I need to work out $\lim_{x\to\infty} \left\{ \left[ \frac{ 2^{1/x} + 8^{1/x} }{2} \right]^x \right\}$. The textbook says it’s four, but my engineering friends all get different answers. How would you work it out?

- Giving Engineers Real Maths Analysis Is Naive

Hi, GERMAIN, and thanks for your message! This is one I Do Not Like The Look Of – but one I Stumbled On An Answer To.

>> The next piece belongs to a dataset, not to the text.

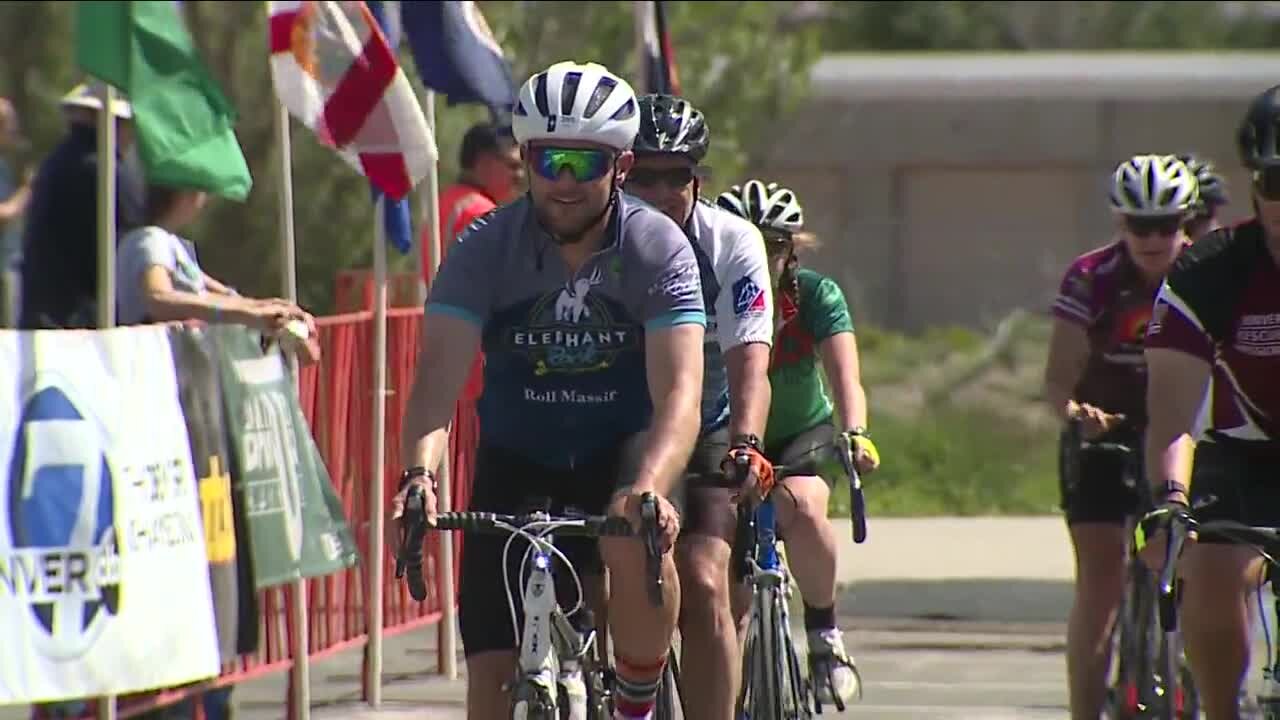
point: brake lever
(649, 527)
(408, 556)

### What does it remind me of?

Sometimes I think to try a thing, and realise that ‘why I thought to try that thing’ is probably not obvious, even to me. The thing I thought here was “can I make that into a hyperbolic function?”. The hint was the 2 on the bottom, which reminded me of sinh and cosh. The numbers on top are evenly spaced (geometrically!) around 4, as well - so it struck me as a thing to try.

(I also thought to expand the top binomially, before you start thinking I’m a genius or something. Not all of my ideas work.)

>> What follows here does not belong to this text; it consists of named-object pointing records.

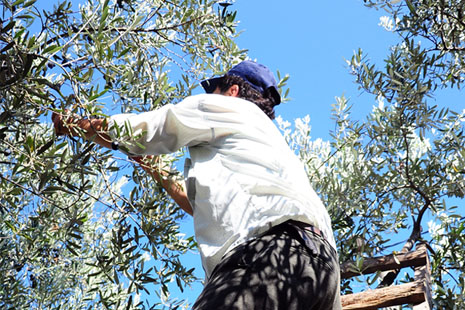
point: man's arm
(96, 131)
(175, 189)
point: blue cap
(257, 75)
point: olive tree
(81, 228)
(397, 177)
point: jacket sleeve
(161, 131)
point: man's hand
(174, 188)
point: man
(264, 236)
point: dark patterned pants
(279, 270)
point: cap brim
(210, 85)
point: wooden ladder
(417, 292)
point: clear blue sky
(309, 40)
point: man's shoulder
(218, 103)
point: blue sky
(309, 40)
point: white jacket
(242, 178)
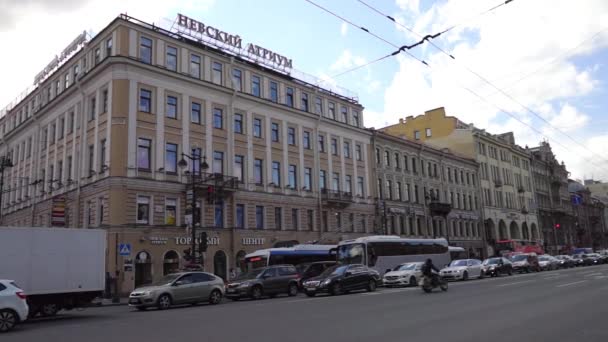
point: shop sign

### Manipulating towards $\cosh(z)$

Just looking at the inner square bracket, $\left[ \frac{ 2^{1/x} + 8^{1/x} }{2} \right]^x$, I’m going to pull out $4^{1/x}$ and see what happens:

I get $\left[ 4^{1/x} \cdot \frac{ 2^{-1/x} + 2^{1/x}}{2} \right]^x$, which is $4 \left[ \frac{e^{-\ln(2) / x} + e^{\ln(x)/x}}{2}\right]^x$, or $4\cosh^x\left(\frac{\ln(2)}{x}\right)$.

Now the question is, what happens to $\cosh^x\left(\frac{\ln(2)}{x}\right)$ as $x$ goes to infinity. Ideally, it’ll be 1 - but how do we show that?

### In the limit

$\cosh(z)$ is an even function - which means its power series around $z=0$ consists only of even powers of $z$ - and it starts $1 + kz^2 + \dots$ for some constant of $k$ that I could work out, but won’t.

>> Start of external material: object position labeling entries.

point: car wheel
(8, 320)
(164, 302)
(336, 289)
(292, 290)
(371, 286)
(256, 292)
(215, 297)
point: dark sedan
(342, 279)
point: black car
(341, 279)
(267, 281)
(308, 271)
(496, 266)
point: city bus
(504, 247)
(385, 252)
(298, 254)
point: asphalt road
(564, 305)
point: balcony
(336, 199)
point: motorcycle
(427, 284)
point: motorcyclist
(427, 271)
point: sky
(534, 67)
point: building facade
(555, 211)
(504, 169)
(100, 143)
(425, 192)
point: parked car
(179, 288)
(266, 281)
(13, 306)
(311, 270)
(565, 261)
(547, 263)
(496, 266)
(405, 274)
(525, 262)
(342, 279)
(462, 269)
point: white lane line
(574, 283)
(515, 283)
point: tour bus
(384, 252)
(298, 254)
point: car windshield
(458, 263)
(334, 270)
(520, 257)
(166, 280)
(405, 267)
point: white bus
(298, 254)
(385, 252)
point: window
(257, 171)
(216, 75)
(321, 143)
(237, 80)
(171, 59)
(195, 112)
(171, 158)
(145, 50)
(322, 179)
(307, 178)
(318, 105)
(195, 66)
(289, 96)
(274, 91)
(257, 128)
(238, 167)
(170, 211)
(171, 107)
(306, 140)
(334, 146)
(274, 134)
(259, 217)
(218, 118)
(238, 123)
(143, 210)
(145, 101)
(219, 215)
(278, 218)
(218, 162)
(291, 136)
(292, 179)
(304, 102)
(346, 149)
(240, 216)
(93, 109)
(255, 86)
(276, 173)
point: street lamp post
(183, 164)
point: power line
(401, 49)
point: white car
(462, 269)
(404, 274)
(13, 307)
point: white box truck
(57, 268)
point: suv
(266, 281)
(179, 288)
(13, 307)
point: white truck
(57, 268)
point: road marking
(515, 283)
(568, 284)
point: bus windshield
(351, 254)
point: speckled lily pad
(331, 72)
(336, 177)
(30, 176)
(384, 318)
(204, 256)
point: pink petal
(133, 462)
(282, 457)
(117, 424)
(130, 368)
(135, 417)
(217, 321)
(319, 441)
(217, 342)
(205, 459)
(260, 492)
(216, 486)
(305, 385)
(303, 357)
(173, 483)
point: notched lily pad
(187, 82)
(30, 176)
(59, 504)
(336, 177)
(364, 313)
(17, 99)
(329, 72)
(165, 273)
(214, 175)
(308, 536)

Here, I’m letting $z = \frac{\ln(2)}{x}$, which means that $\cosh(z)$ is $1 + k \frac{[\ln(2)]^2}{x^2} + \dots$, and that the first terms of $\cosh^x(z)$ are $1 + k\frac{[\ln(2)]^2}{x^2} + \dots$, which goes to 1 as $x$ goes to infinity.

We’ve still got the 4 we pulled out earlier, so our answer is $4\times 1 = 4$.

I suspect there are more rigorous ways to do the last part - but this is the way that made sense to me. I hope it helps!